Arno Minkkinen.

Very nice piece. In my photography, I usually feel that the bus I was on crashed and after a bit of aimless walking I end up on a bus going somewhere else entirely from the original destination.
 
Very nice piece. In my photography, I usually feel that the bus I was on crashed and after a bit of aimless walking I end up on a bus going somewhere else entirely from the original destination.
Ha ha ha ! Use then the Switzerland analogy.
 
Very nice piece. In my photography, I usually feel that the bus I was on crashed and after a bit of aimless walking I end up on a bus going somewhere else entirely from the original destination.
Ha ha ha ! Use then the Switzerland analogy.

Well, I have not stepped back to see what my long term goal with photography is. Guess I should start watching for that mountain off in the distance, with my hair like it is I am certainly close to timberline.
 
Yes, a pretty good article. Some interesting thoughts in it. As he puts it, "Stay on the f***ing bus." An interesting idea!

I think there's way too much worry about doing the same thing as others...way too much emphasis on creating new things, as if those who came before somehow "own" entire genres. I think it's utterly stupid to think that because say Helmut Newton photographed erotic nudes, that the entire genre is played out and useless. Same with Sally Mann...she doesn't "own" large format shots of kids, or even of dead animal skeletons....same with all the other genres...the idea of "imitation" is warned of far too often.
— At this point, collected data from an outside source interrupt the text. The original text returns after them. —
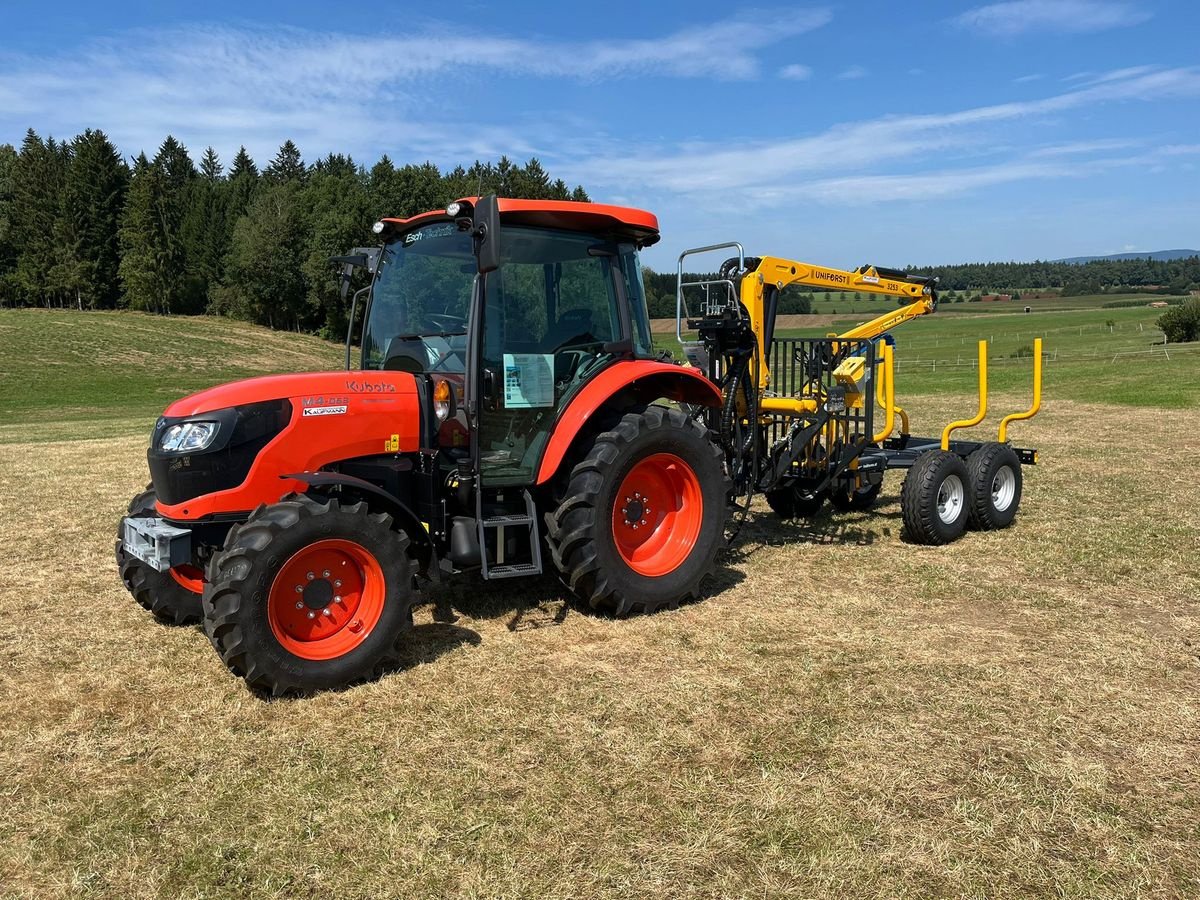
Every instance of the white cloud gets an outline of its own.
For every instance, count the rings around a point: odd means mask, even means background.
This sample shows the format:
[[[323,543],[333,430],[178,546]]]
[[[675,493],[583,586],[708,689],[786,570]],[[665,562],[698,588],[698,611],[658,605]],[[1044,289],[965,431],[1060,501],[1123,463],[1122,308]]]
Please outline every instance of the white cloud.
[[[762,27],[763,17],[771,21]],[[403,36],[277,27],[189,26],[130,31],[41,56],[0,56],[0,140],[30,124],[73,134],[100,124],[123,150],[152,151],[168,132],[223,154],[259,158],[285,137],[302,148],[379,146],[460,155],[527,153],[504,128],[448,121],[446,86],[481,71],[594,82],[653,75],[710,80],[762,74],[762,51],[820,28],[827,9],[746,13],[668,34],[561,41],[463,33],[444,25]],[[7,131],[8,134],[4,132]]]
[[[850,66],[848,69],[843,69],[841,72],[838,73],[838,78],[841,79],[842,81],[849,81],[854,78],[866,78],[866,77],[867,77],[867,70],[865,68],[863,68],[862,66],[858,66],[858,65]]]
[[[836,180],[836,173],[847,173],[846,177],[885,179],[878,182],[880,185],[903,184],[904,192],[909,196],[922,185],[942,194],[978,186],[985,183],[986,178],[1050,177],[1078,166],[1078,162],[1068,165],[1048,158],[1102,153],[1134,146],[1135,142],[1114,138],[1041,148],[1031,156],[1004,163],[1003,168],[976,169],[973,173],[968,171],[961,177],[946,180],[938,173],[904,176],[862,173],[888,164],[919,165],[933,155],[945,163],[1003,152],[1004,148],[995,140],[996,127],[1009,126],[1013,122],[1059,116],[1071,110],[1117,101],[1198,96],[1200,69],[1165,69],[1132,78],[1106,79],[1090,87],[1039,100],[972,107],[957,112],[883,116],[835,125],[808,136],[736,141],[732,147],[728,143],[642,145],[637,148],[609,145],[591,156],[566,159],[561,167],[571,173],[572,180],[588,184],[589,188],[620,185],[623,190],[640,188],[695,197],[713,192],[754,192],[764,202],[782,196],[777,185],[795,184],[803,189],[806,184],[814,183],[806,179],[813,178],[823,179],[816,183],[826,186],[846,184]],[[1011,139],[1011,128],[1006,128],[1004,133]],[[1178,146],[1180,150],[1174,155],[1189,152],[1186,148],[1191,145]],[[1164,155],[1167,149],[1156,152]],[[984,172],[992,174],[985,175]],[[855,183],[869,185],[875,182]]]
[[[800,65],[800,63],[792,63],[779,70],[779,77],[786,78],[788,81],[807,81],[812,77],[812,69]]]
[[[1041,81],[1044,77],[1040,72],[1035,72],[1031,75],[1022,75],[1020,78],[1014,78],[1013,84],[1028,84],[1031,81]]]
[[[965,28],[993,37],[1027,32],[1084,33],[1145,22],[1152,13],[1116,0],[1006,0],[955,16]]]

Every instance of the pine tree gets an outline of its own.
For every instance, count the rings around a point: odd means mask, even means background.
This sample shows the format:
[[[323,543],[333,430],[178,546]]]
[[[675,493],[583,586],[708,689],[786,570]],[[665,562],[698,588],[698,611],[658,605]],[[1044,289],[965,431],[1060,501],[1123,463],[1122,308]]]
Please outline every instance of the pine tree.
[[[303,181],[308,170],[300,156],[300,148],[291,140],[286,140],[271,160],[271,164],[263,170],[263,178],[273,184],[289,181]]]
[[[15,304],[17,284],[14,269],[17,247],[13,243],[12,202],[13,175],[17,168],[17,149],[12,144],[0,144],[0,306]]]
[[[576,185],[575,190],[571,192],[571,199],[578,203],[591,203],[592,198],[588,196],[587,191],[583,189],[583,185]]]
[[[51,305],[56,238],[62,216],[66,156],[53,138],[42,141],[30,128],[13,169],[12,240],[17,252],[16,284],[33,303]]]
[[[195,274],[195,263],[202,253],[202,244],[195,229],[184,229],[184,223],[191,218],[196,166],[187,148],[171,135],[158,148],[152,165],[161,179],[156,213],[161,223],[157,251],[162,303],[168,314],[201,312],[204,289]]]
[[[129,168],[103,131],[88,129],[72,141],[56,281],[74,290],[81,307],[115,309],[120,300],[118,232],[128,186]]]
[[[188,279],[192,302],[207,307],[213,289],[223,272],[229,245],[225,221],[228,185],[221,177],[223,168],[217,151],[209,147],[200,161],[200,174],[189,186],[187,215],[183,221]]]
[[[133,164],[129,193],[121,215],[120,276],[124,304],[131,309],[166,312],[159,290],[159,248],[162,244],[158,207],[162,173],[141,153]]]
I say this not just due to this one writer's article, but about others who I'm reading currently, warning about "imitating" prior works...because if the idea that value only comes from utter originality is true, then NOTHING done after about 1900 is "original"...all the ideas were shot in the first six decades. Nudes? Alllll derivative. Allllllllll just "imitations" of what was done before. Portraiture? Allllllllll nothing more than imitation. As he writes, if one just stays on the bus, soon one will discover that one has made one's very own way in the world.
 
"You might find yourself there, one day too."
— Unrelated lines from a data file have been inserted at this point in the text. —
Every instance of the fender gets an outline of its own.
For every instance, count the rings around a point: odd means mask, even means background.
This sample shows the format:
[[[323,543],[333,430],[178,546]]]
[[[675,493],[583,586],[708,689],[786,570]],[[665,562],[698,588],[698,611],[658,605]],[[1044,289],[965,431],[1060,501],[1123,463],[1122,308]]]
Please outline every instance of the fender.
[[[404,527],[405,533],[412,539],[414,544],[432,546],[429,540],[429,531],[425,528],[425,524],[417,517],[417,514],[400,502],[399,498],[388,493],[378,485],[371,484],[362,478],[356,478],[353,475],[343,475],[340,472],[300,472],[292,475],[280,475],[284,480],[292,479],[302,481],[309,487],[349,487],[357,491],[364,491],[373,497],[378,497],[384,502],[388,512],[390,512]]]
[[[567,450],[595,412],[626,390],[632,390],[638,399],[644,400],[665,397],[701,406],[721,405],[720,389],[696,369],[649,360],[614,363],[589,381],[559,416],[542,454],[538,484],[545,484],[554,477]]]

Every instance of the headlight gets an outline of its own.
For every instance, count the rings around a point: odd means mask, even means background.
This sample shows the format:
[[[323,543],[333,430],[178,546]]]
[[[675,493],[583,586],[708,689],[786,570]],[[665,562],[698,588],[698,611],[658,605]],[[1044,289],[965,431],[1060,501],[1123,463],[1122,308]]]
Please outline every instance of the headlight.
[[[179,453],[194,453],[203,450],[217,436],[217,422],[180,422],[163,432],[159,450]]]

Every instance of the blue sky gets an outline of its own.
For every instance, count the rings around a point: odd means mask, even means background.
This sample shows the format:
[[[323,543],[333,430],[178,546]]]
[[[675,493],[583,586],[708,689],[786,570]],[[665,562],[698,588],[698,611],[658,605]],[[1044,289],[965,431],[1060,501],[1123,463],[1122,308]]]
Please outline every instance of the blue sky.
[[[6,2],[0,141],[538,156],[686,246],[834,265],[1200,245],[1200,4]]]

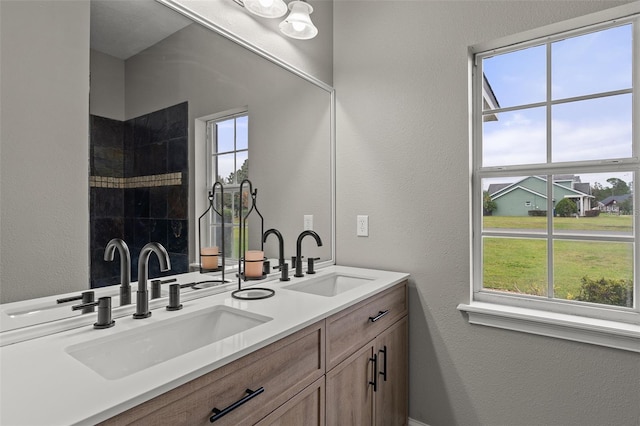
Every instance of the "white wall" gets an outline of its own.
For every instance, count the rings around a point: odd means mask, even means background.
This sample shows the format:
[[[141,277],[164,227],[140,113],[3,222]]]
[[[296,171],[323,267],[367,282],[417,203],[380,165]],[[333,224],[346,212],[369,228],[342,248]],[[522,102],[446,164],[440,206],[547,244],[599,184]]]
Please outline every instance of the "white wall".
[[[469,325],[467,47],[609,1],[336,1],[337,260],[410,280],[410,415],[637,425],[637,354]],[[355,159],[358,159],[355,161]],[[355,236],[368,214],[370,237]]]
[[[0,16],[5,303],[88,287],[89,2],[2,0]]]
I did :) As true Finland fan, been to Helsinki, but did not take a local city bus on that square at all...
However, I did take another bus, these typical airport shuttle busses, not at the same square, but on the other side of the railway station.

I took a tram... circle line, stayed on it, looked around throughout the window, until I was back on my original stop where I got in, saw a lot for € 2.

To make a short story long: I haven't understood anything from that article... Guess I was already lost after a few phrases. :)

I need to get back to Helsinki someday... In march, it's been 10 years ago that I made that trip. Will scan some old film to post someday !
 
NOTHING done after about 1900 is "original"...all the ideas were shot in the first six decades. Nudes? Alllll derivative. Allllllllll just "imitations" of what was done before. Portraiture? Allllllllll nothing more than imitation. As he writes, if one just stays on the bus, soon one will discover that one has made one's very own way in the world.
When playing the guitar, I sometimes think: "damn, this melody is probably already been made by someone else before... have to think about creating something different."

Maybe all melodies already been made multiple times, ... or if not: when will be this day, there will be a break even point where all things are already made?
Wouldn't think this kind of creativity is unlimited. But at some point, some combinations of rhythms, melodies, speeds, chord progressions will all have been made.
You will have this kind of stuff with photography too... if the same composition, model, viewpoint, position, color, bokeh,... is already been done once...

Staying in your own world or bus, is the best thing indeed. Not listening to other music to get influenced, not looking to other pictures at all ... let your own ideas flow.